Whether or not a submission is "unrestricted" or "restricted" is not to be determined by the language used by the parties in making the submission to the arbitrators. "The authority of an arbitrator to adjudicate the controversy is limited only if the [collective bargaining] agreement contains express language restricting the breadth of issues, reserving explicit rights, or conditioning the award on court review. In the absence of any such qualifications, [a collective bargaining] agreement is unrestricted." Garrity v. McCaskey, 223 Conn. 1, 5, 747 A.2d 1017 (1992). Therefore, a submission that frames the dispute or issue, unless specifically agreed otherwise, does not affect the fact that the submission is otherwise unrestricted. See Cox Radio v. Smith, Superior Court, judicial district of New Haven, Docket No.
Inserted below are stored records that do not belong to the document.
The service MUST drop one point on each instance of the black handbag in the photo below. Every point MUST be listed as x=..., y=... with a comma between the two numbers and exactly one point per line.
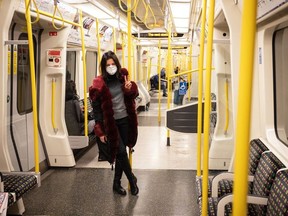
x=104, y=150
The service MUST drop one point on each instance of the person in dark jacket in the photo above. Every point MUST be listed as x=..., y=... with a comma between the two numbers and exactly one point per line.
x=154, y=81
x=113, y=101
x=74, y=116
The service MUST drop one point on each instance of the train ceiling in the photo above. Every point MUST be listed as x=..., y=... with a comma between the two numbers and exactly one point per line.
x=147, y=15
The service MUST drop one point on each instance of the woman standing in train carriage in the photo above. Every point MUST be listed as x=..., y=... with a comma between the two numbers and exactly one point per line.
x=115, y=115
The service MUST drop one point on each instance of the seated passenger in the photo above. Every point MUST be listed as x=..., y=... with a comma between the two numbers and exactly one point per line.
x=74, y=115
x=154, y=81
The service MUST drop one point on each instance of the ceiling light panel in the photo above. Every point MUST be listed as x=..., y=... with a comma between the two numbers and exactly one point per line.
x=180, y=10
x=181, y=22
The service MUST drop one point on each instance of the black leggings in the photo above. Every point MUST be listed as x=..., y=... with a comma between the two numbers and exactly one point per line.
x=124, y=129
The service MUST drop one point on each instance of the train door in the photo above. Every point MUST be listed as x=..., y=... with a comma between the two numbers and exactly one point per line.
x=20, y=110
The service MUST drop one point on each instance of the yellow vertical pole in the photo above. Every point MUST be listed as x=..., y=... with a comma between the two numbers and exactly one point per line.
x=98, y=42
x=227, y=107
x=190, y=74
x=123, y=49
x=159, y=69
x=33, y=84
x=200, y=87
x=129, y=35
x=84, y=75
x=207, y=108
x=134, y=60
x=129, y=53
x=53, y=83
x=244, y=106
x=149, y=71
x=168, y=73
x=114, y=40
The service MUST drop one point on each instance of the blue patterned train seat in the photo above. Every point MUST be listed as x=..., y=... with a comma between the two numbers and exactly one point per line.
x=262, y=186
x=225, y=186
x=18, y=184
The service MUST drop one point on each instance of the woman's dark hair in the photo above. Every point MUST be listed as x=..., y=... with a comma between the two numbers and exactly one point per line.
x=106, y=56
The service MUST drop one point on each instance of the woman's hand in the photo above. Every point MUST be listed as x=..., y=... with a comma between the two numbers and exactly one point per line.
x=103, y=139
x=127, y=83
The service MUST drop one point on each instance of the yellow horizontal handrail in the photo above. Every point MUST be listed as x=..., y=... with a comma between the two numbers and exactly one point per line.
x=187, y=72
x=54, y=13
x=59, y=18
x=129, y=10
x=135, y=11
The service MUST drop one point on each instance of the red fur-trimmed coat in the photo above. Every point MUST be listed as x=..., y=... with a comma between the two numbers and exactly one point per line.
x=100, y=92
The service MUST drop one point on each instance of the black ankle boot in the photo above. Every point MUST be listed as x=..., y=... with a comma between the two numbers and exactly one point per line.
x=117, y=188
x=134, y=188
x=134, y=178
x=117, y=179
x=125, y=165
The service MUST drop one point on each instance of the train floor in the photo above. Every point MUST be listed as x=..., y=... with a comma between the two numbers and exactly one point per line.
x=166, y=178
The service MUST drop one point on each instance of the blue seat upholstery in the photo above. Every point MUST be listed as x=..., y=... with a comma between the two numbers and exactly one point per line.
x=225, y=186
x=264, y=177
x=18, y=184
x=278, y=198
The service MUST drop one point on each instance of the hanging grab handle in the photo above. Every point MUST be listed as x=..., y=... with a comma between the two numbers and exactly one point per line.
x=37, y=12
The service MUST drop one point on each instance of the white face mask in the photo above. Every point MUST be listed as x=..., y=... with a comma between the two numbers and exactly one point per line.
x=112, y=69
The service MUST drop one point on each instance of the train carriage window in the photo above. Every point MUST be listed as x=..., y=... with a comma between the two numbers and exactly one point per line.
x=24, y=92
x=280, y=76
x=91, y=64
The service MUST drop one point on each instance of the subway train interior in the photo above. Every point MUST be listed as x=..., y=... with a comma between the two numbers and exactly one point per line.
x=212, y=106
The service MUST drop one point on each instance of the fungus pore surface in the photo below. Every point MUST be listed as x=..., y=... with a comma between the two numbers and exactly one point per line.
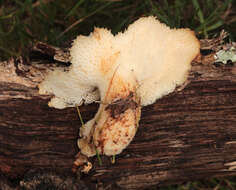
x=124, y=72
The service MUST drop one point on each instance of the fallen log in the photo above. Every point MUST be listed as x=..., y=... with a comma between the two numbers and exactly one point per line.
x=187, y=135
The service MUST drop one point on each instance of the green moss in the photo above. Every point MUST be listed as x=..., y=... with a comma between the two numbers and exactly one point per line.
x=24, y=21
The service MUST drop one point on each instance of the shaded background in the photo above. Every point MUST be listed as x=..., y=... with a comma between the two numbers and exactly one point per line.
x=57, y=22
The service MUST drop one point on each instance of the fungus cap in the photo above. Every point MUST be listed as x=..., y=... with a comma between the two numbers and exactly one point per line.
x=125, y=71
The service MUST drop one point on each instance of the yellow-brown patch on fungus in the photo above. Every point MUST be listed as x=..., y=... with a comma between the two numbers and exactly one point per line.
x=129, y=70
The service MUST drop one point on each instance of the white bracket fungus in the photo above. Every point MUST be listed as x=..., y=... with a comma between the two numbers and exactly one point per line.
x=126, y=71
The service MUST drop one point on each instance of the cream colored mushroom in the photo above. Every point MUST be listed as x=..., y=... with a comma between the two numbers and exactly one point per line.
x=125, y=71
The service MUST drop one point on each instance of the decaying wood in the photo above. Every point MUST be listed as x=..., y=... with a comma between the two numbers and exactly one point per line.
x=187, y=135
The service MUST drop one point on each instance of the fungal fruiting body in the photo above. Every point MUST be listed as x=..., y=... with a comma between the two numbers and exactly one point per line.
x=124, y=72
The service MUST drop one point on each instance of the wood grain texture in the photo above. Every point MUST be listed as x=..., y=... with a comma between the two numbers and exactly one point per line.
x=187, y=135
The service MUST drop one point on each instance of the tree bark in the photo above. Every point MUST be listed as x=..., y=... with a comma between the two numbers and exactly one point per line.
x=187, y=135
CV 05 4009553 (June 24, 2005, Pittman, J.).

"Where the submission does not otherwise state, the arbitrators are empowered to decide factual and legal questions and an award cannot be vacated on the grounds that . . . the interpretation of the agreement by the arbitrators was erroneous. Courts will not review the evidence nor, where the submission is unrestricted, will they review the arbitrators' decision of the legal questions involved . . . In other words, [u]nder an unrestricted submission, the arbitrators' decision is considered final and binding; thus the courts will not review the evidence considered by the arbitrators nor will they review the award for errors of law or fact . . . (Internal quotation marks omitted.) Economos v. Liljedahl, Inc., 279 Conn. 300, 305, 901 A.2d 1198 (2006). See Bridgeport Fire Fighters Local 998 v. Bridgeport, 106 Conn.App. 92 (2008). Simply, "[w]hen the scope of the submission is unrestricted, the resulting award is not subject to de novo review . . . so long as the award conforms to the submission." State v. AFSCME, AFL-CIO, Council 4, Local 2663, 257 Conn. 80, 84-85, 777 A.2d 169 (2001).
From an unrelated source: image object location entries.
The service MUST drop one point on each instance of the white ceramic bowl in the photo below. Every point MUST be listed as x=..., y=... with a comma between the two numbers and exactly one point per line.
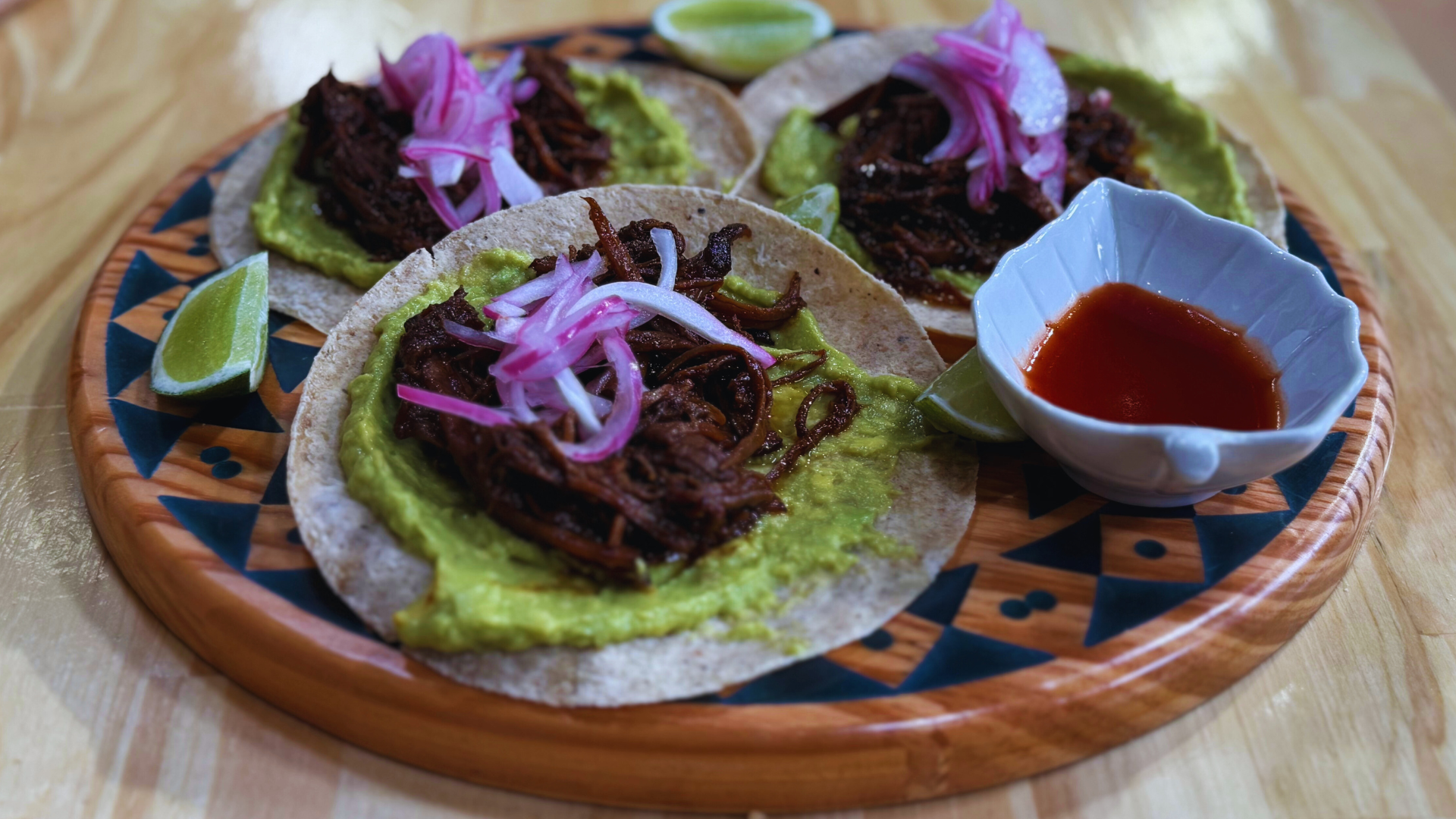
x=1112, y=232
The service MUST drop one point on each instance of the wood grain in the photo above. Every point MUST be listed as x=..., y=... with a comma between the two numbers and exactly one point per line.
x=104, y=713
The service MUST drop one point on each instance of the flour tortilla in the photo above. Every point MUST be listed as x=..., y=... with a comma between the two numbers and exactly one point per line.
x=856, y=312
x=717, y=131
x=821, y=77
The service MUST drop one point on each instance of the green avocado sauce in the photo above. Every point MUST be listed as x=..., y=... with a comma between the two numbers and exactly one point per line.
x=497, y=591
x=647, y=146
x=1184, y=152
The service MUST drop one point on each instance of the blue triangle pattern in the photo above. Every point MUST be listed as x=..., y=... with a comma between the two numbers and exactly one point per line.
x=143, y=280
x=277, y=491
x=290, y=360
x=944, y=598
x=1047, y=488
x=1228, y=541
x=306, y=589
x=239, y=413
x=194, y=203
x=1074, y=548
x=127, y=357
x=1125, y=604
x=1302, y=245
x=226, y=528
x=277, y=321
x=1126, y=510
x=811, y=681
x=147, y=433
x=960, y=656
x=1299, y=482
"Even in the case of an unrestricted submission, [our Supreme Court has] . . . recognized three grounds for vacating an award: (1) the award rules on the constitutionality of a statute . . . (2) the award violates clear public policy . . . [and] (3) the award contravenes one or more of the statutory proscriptions of § 52-418." (Internal quotation marks omitted.) Economos v. Liljedahl, Inc., 279 Conn. 300, 305-06, 901 A.2d 1198 (2006).

II Court's Review of the Award

In the present case, the parties' submission to the arbitrators was unrestricted, therefore the award is not subject to de novo review. Accordingly, the court's review of the award is limited to whether the award conforms to the submission. Thus, the court reviews the arbitration panel's award only to the extent necessary to determine if it conforms to the submission. "As the party challenging the award, the plaintiff has the burden of producing evidence sufficient to show that it does not conform to the submission." (Internal quotation marks omitted.) State v. AFSCME, AFL-CIO, Council 4, Local 2663, 257 Conn. 80, 86, 777 A.2d 169 (2001). The plaintiff has failed to meet this burden.
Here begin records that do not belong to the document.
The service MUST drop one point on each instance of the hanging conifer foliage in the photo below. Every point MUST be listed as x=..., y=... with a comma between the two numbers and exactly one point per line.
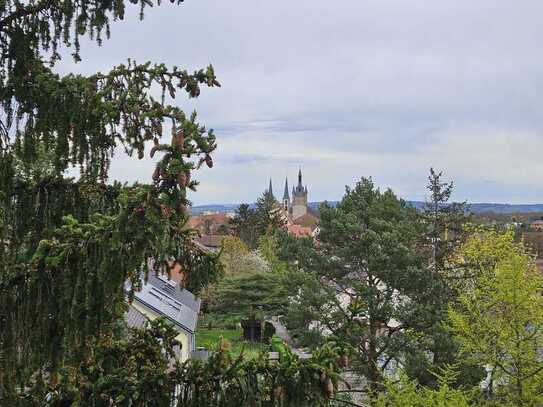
x=68, y=247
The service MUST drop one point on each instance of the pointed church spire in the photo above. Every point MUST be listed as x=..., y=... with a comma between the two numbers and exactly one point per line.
x=285, y=194
x=270, y=189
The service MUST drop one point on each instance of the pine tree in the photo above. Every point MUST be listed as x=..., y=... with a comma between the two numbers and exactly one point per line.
x=443, y=232
x=68, y=246
x=367, y=267
x=269, y=213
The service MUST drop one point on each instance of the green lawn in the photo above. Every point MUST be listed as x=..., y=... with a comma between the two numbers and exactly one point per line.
x=208, y=338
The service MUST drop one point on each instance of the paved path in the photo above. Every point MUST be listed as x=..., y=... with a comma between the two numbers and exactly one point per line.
x=281, y=332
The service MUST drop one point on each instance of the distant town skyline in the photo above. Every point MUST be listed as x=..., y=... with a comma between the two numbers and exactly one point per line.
x=353, y=88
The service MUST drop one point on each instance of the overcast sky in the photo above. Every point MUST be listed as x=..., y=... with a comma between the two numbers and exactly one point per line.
x=352, y=88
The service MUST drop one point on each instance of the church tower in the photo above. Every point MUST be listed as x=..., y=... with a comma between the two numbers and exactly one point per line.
x=299, y=198
x=286, y=197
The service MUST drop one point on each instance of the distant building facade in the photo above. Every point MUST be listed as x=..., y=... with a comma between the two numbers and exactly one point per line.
x=300, y=220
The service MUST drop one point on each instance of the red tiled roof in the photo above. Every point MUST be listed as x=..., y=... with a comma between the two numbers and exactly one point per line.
x=539, y=264
x=213, y=241
x=218, y=218
x=299, y=231
x=307, y=220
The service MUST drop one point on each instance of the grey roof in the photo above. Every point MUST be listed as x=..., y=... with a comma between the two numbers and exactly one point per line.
x=164, y=297
x=134, y=318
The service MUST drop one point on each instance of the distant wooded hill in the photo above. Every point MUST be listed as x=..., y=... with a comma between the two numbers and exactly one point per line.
x=475, y=207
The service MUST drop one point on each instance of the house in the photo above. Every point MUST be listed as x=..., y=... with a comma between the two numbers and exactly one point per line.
x=210, y=223
x=537, y=225
x=161, y=297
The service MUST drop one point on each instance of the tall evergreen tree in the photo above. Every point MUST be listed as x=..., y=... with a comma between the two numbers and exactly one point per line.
x=68, y=246
x=270, y=215
x=443, y=232
x=245, y=225
x=367, y=266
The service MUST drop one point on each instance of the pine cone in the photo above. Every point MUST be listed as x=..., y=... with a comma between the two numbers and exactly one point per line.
x=344, y=361
x=182, y=180
x=209, y=161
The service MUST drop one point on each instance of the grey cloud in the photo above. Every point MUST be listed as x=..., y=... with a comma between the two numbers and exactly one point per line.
x=350, y=88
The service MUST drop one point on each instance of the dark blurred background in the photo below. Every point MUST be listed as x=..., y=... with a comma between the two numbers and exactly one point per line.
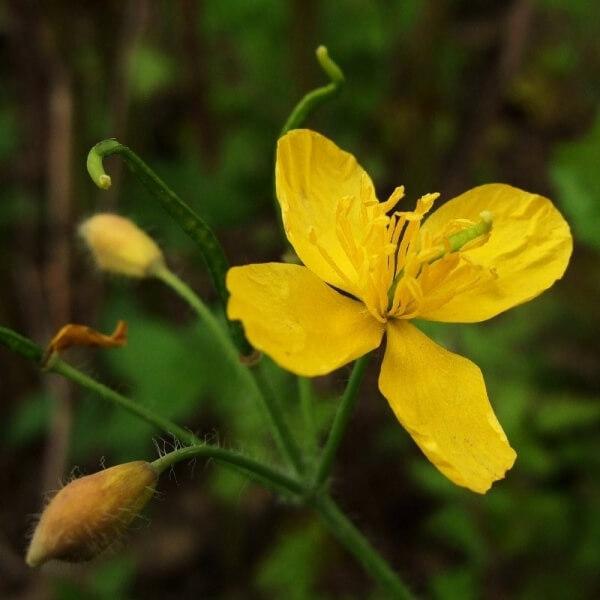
x=440, y=96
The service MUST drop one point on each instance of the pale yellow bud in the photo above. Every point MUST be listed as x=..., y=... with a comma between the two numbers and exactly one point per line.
x=91, y=513
x=120, y=246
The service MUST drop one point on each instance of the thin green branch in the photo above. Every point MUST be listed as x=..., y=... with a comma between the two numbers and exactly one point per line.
x=210, y=248
x=253, y=378
x=307, y=407
x=243, y=463
x=311, y=101
x=341, y=420
x=249, y=466
x=356, y=543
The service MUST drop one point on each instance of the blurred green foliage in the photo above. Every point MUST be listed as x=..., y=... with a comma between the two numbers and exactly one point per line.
x=418, y=75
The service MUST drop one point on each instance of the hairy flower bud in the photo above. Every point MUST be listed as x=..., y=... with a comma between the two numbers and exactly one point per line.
x=91, y=513
x=120, y=246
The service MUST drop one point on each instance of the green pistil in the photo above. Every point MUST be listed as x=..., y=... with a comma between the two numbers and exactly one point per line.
x=455, y=243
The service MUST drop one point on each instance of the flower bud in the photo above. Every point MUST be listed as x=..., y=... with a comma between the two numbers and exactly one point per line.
x=91, y=513
x=120, y=246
After consideration and comparison of the unrestricted submission to the award of the arbitrators, the court concludes that the award conforms to the submission, and that the arbitrators have met their obligation to interpret and apply the CBA as written, specifically Personnel Rule IX, Section 4(g). Therefore, the court will not conduct a review of the award for the errors of law and fact claimed by the plaintiff. Further, the court finds that the plaintiff has failed to properly substantiate its claim that the arbitrators exceeded their powers or imperfectly executed them such that an award upon the subject matter was not made. The award indicates that the arbitrators drafted an award upon the subject matter submitted for their review. Also, there is no indication that the arbitrators failed to accord proper deference to the terms of the parties' CBA or that they have incorrectly interpreted or applied the personnel provisions in question. A court may not reject the findings of arbitrators simply because it disagrees with them. The same is true of an arbitration panel's interpretation of a contract. The court also finds that the plaintiff has failed to properly brief its claim that the arbitrators are guilty of misconduct, therefore, that claim is deemed abandoned.

III Public Policy Exception

The plaintiff has also claimed that the award violates the public policy requiring that a police officer be able to carry a firearm in order to perform his job duties and the public policy that does not allow an individual to carry a firearm while under a domestic violence restraining order.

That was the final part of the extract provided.